When it comes to memory for compute engines, FPGAs – or rather what we have started calling hybrid FPGAs because they have all kinds of hard coded logic as well as the FPGA programmable logic on a single package – have the broadest selection of memory types of any kind of device out there. And the new Agilex-M series just announced by Intel might have the most options we have ever seen.
The question is, just how useful is all of this memory and how can programmers seamlessly take advantage of it without gutting their applications?
Before we get into that, let’s drill down into the Agilex-M devices, which are a follow-on to the Stratix 10 MX hybrid FPGA, which came out way back in December 2017 and which has subsequently been fleshed out with the Stratix 10 NX that debuted in November 2020 tuned for AI inference workloads and with HBM memory, and the Stratix 10 SX line from August 2019, which did not have an HBM option.
The high bandwidth memory and its close proximity to programmable logic compute, all in a single package, means that machine learning inference and various kinds of signal processing workloads can have extreme low latency – which is one reason, other than the programmable nature of FPGA, why these hybrid FPGA devices still exist in the compute engine arsenal. The fatter DDR5 and Optane 3D XPoint memories that complement the SRAM co-located with the programmable logic, are an object lesson in hierarchical memory for systems.
In many cases, the continual stepping up of bandwidth on the network uses to interchange data is driving the compute and memory bandwidth needs on the devices. As more data is moved faster around the datacenter to various applications at higher and higher rates, the speed of the memory to keep feeding CPU, FPGA, GPU, or DSP engines is becoming a bottleneck, and hence the adoption of HBM memory in a slew of CPUs and FPGAs after it was first deployed with GPU accelerators some years ago.

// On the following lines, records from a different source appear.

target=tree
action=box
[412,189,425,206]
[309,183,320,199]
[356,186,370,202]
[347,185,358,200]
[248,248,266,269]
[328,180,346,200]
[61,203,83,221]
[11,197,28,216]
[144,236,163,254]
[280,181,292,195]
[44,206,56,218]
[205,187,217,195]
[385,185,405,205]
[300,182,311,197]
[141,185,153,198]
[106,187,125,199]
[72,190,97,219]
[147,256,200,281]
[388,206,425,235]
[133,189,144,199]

The feature image above gives you a generic feel of what the Agilex-M device looks like, but this block diagram is actually more accurate:
As the block diagram shows, there are actually two stacks of HBM2e memory, each with DRAM stacks up to four or eight 2 GB chips high. If you use four stacks across the two HBM2e memory ports linked to the compute complex by EMIB links, you get 16 GB; if you go with the eight high stacks, you get 32 GB. It is a wonder that Intel did not push it to 64 GB of HBM2e capacity, but apparently the sweet spot for this level of device is 32 GB. Each HBM2e stack has eight channels and delivers 410 GB/sec of bandwidth, for a maximum of 820 GB/sec for the full device.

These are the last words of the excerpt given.